Hopefully that helps explain my roadblocks, let me know if I can clarify anything else.

Nutomic commented 3 months ago

Actually the latest Lemmy version includes a feature so that the link generates a redirect to the proper fedilink. For some reason its not working on lemmy.world, but you can try on lemmy.ml:

$ curl -H "Accept: application/activity+json" https://lemmy.ml/post/13061738 -v
HTTP/2 308
location: https://lemmy.zip/post/11490342

I hope this helps you, and lemmy.world admins can probably fix it on their instance somehow. If it doesnt help I need some more details what you want to do exactly, like an issue link in your repo.

aeharding commented 3 months ago

@Nutomic I looked a bit more, and I think this problem only arises if you try to resolve_object for a remote post URL that is on the same instance that you're trying to resolve on. For example:

Given instance a.com, b.com and c.com:

  1. Assume remote POST_URL = https://a.com/post/id (with fedilink = https://c.com/post/id)
  2. try to resolve_object of POST_URL on a.com. For example, https://a.com/api/v3/resolve_object?q=https://a.com/post/id
  3. it will fail
  4. try to resolve_object of POST_URL on b.com. For example, https://b.com/api/v3/resolve_object?q=https://a.com/post/id
  5. it will succeed

Some concrete examples:


For the following URL https://lemmy.ml/post/13045952 (fedilink = https://lemmy.ca/post/17208090)


For the following URL https://lemmy.world/post/12992114 (fedilink = https://slrpnk.net/post/7531569)


Note: It is important that the URL attempted to resolve is remote. Resolving the fedilink on its own instance works. Example:

TLDR Attempting to resolve a remote post on its own instance fails.

Nutomic commented 3 months ago

Right, in case of a local url it will search directly in the database post.ap_id column and not make any network request. I dont see a good way to fix this in Lemmy because its actually handled in the federation library.

Why dont you use my previous suggestion and follow the redirect instead? Ie do curl -H "Accept: application/activity+json" https://ds9.lemmy.ml/post/9635 and read the fedilink from location header.

aeharding commented 3 months ago

Hey, sorry for the delay!

Why dont you use my previous suggestion and follow the redirect instead? Ie do curl -H "Accept: application/activity+json" https://ds9.lemmy.ml/post/9635 and read the fedilink from location header.

The main goal for me is to avoid connecting to arbitrary servers for user privacy reasons.

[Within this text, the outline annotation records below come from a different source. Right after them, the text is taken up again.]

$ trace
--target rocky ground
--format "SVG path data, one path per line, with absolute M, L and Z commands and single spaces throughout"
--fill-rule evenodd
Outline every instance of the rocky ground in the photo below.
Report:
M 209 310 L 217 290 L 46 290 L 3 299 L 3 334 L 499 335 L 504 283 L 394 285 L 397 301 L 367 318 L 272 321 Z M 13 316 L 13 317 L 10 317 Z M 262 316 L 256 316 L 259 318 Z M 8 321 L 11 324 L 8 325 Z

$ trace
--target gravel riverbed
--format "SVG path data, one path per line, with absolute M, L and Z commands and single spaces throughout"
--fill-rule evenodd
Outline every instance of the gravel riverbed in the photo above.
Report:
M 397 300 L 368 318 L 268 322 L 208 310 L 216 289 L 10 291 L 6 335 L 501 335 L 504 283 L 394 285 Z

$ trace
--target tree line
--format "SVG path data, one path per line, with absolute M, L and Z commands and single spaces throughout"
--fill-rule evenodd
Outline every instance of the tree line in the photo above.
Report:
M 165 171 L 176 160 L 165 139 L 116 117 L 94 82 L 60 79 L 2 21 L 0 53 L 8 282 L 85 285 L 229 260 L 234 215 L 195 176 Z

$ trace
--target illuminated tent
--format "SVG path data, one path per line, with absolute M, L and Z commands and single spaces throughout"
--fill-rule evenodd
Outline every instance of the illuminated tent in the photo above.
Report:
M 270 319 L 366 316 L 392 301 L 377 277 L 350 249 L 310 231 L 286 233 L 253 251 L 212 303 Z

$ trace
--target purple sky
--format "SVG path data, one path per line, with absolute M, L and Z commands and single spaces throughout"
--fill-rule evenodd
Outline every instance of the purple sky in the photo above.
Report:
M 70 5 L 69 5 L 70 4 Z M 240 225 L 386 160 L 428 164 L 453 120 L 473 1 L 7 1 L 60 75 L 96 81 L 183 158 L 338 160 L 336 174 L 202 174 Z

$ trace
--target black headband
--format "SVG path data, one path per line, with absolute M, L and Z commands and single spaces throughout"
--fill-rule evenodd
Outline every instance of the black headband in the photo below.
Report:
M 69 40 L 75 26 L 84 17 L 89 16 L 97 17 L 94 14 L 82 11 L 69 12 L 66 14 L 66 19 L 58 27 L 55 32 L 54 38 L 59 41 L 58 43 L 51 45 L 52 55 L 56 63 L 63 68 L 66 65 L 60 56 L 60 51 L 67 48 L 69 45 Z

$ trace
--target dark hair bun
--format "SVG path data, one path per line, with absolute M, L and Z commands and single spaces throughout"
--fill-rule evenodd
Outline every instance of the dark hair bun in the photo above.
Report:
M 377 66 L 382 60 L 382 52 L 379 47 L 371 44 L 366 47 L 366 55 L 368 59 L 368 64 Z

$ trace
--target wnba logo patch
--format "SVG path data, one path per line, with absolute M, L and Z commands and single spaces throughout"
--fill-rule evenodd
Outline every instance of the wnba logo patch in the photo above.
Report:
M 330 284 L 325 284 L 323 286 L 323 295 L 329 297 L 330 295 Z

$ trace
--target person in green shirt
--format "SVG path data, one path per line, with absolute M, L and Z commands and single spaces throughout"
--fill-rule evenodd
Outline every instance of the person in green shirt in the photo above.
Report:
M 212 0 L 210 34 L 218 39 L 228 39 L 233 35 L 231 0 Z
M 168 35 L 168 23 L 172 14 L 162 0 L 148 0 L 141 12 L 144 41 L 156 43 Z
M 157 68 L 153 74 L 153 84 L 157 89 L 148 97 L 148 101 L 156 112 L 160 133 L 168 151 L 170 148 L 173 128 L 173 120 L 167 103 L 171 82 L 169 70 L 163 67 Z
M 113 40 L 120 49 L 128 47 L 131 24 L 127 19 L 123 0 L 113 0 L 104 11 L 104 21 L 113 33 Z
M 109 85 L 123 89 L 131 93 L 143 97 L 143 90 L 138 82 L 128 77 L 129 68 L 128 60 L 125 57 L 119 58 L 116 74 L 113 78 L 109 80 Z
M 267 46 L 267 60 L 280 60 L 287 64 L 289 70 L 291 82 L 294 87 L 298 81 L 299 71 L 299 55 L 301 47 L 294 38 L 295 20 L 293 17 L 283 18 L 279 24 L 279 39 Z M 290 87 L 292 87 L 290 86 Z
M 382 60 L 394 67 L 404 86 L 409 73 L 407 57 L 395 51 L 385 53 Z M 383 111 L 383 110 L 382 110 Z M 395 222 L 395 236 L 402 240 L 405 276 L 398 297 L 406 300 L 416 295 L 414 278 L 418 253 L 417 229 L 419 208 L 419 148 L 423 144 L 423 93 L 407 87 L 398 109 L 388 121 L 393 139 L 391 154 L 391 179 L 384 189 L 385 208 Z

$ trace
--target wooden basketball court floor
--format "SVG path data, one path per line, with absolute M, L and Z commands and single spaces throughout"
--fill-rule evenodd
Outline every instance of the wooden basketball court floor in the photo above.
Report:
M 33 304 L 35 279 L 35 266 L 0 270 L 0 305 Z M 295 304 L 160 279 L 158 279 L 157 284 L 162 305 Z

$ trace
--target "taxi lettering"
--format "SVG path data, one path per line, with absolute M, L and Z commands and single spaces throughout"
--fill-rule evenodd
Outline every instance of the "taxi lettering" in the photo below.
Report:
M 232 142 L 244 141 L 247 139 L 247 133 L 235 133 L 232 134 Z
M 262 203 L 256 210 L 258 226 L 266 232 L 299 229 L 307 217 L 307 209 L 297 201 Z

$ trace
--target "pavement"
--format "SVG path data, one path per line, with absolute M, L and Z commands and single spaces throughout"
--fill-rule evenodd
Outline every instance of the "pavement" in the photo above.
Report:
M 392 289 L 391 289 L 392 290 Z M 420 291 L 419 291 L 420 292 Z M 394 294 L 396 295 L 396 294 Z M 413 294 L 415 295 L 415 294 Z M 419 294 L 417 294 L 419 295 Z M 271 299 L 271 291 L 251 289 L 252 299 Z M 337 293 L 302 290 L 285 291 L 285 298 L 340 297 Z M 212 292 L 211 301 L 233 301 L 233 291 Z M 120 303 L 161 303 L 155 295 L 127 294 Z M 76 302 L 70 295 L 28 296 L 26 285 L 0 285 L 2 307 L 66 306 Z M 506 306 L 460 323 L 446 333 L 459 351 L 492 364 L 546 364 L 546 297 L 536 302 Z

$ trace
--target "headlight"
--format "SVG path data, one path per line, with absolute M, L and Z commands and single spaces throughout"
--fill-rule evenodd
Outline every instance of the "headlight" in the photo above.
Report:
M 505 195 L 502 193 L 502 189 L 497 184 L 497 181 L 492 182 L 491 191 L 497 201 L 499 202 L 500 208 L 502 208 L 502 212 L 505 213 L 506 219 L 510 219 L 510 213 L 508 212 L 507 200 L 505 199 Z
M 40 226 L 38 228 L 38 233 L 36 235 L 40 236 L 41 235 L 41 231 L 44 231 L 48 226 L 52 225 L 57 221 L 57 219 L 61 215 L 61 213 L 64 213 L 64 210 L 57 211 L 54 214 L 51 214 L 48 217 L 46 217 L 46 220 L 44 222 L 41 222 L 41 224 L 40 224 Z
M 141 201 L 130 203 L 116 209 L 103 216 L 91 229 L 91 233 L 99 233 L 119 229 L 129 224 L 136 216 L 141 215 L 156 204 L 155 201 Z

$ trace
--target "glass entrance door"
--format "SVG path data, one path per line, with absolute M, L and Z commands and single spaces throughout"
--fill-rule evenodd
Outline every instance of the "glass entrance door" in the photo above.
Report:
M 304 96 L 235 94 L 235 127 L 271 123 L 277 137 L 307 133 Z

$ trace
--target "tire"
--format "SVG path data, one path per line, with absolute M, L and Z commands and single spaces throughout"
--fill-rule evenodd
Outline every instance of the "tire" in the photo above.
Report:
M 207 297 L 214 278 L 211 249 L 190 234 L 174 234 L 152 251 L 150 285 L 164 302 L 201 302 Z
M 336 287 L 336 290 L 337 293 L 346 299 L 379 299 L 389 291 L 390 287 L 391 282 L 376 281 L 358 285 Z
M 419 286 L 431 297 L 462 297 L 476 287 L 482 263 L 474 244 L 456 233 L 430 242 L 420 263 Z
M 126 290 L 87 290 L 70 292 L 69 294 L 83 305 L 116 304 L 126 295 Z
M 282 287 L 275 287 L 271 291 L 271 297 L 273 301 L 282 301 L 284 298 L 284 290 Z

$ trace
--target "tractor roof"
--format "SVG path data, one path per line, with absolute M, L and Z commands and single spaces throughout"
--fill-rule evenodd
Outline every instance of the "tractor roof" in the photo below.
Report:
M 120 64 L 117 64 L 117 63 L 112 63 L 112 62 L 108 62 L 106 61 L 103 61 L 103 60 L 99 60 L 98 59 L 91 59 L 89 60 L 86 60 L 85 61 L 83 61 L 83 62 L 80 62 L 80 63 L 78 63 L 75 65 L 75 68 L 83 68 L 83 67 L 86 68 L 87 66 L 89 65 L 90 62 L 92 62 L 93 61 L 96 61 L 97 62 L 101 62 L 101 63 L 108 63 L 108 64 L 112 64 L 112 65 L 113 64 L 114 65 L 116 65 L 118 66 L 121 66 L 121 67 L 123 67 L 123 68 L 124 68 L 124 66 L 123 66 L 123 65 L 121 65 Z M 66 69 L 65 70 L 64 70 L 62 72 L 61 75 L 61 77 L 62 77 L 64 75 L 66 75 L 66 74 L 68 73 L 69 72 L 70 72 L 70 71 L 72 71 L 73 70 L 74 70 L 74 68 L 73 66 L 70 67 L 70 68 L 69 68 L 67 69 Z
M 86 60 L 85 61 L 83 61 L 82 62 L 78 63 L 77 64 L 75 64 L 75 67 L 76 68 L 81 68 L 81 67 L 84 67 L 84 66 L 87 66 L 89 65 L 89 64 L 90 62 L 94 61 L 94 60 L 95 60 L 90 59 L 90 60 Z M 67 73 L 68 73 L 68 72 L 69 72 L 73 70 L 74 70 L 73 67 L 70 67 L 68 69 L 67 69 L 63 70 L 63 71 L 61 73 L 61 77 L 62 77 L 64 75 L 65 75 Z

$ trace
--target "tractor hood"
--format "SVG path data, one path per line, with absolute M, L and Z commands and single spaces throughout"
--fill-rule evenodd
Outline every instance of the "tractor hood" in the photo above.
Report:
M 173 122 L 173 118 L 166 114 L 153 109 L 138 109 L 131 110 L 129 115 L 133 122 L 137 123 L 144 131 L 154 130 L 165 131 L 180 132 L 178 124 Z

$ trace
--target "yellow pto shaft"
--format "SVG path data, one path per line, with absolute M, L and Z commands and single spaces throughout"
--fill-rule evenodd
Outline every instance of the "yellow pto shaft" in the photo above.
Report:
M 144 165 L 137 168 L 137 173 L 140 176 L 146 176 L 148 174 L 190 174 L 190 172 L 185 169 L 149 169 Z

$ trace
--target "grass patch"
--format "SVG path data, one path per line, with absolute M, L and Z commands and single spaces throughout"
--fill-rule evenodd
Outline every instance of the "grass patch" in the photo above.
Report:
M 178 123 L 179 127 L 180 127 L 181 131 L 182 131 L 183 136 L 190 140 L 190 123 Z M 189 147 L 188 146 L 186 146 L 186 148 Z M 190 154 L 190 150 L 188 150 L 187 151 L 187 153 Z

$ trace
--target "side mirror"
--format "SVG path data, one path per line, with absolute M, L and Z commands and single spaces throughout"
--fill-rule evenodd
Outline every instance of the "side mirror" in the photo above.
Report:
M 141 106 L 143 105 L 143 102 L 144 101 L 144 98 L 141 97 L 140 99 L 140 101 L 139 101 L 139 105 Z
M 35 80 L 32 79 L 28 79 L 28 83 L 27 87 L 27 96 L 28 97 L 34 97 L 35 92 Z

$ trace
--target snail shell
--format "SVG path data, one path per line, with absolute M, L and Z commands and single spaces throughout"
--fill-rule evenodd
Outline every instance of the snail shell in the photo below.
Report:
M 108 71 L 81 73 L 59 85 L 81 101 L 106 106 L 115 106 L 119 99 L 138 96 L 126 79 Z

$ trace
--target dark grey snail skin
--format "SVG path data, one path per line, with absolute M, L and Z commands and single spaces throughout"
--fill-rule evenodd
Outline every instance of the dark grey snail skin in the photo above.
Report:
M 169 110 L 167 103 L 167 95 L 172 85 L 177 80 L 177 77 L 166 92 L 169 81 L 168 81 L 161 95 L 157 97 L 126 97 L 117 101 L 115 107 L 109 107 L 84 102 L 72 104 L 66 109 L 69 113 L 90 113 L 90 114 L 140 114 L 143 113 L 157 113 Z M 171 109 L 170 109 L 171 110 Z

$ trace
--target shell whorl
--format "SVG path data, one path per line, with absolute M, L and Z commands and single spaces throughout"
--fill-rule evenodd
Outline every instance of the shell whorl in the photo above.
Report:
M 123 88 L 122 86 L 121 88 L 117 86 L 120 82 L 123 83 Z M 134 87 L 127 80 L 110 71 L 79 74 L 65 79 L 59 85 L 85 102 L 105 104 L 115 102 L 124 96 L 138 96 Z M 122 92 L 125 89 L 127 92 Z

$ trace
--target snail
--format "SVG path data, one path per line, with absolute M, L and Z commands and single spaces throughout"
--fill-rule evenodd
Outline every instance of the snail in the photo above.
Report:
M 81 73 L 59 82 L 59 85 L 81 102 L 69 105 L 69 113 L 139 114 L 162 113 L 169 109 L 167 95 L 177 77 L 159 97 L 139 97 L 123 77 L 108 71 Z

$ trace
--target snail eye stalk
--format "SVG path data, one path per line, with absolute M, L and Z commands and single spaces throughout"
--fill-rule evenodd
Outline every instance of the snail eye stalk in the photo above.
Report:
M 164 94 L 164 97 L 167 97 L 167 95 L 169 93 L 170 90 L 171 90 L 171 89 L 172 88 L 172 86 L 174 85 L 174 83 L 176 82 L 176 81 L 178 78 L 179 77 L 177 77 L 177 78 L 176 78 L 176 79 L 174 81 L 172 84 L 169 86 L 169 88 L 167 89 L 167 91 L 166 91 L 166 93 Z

While your suggestion may work great for servers/native clients, when doing your suggestion on the web, web clients are forced to follow the 308 response code and make another request at the destination (fedilink) server. Unfortunately it is impossible for web clients to abort following redirects and read the location header. (For light reading, see https://github.com/whatwg/fetch/issues/763#issuecomment-466631598 and https://github.com/whatwg/fetch/issues/601)

So your suggestion does technically work for the web (client will follow redirects and then you can get the final response.url), but it doesn't address this privacy concern for web clients since redirect cannot be aborted.

It is also fragile for web clients since they must follow redirect: the fedilink server must be up and running, configured properly (allow CORS).

(I found out that lemmy.world CORS is misconfigured for this request, so I will need to follow up with them. Its possible that other instances are misconfigured as well, so this request can be a bit fragile on web clients.)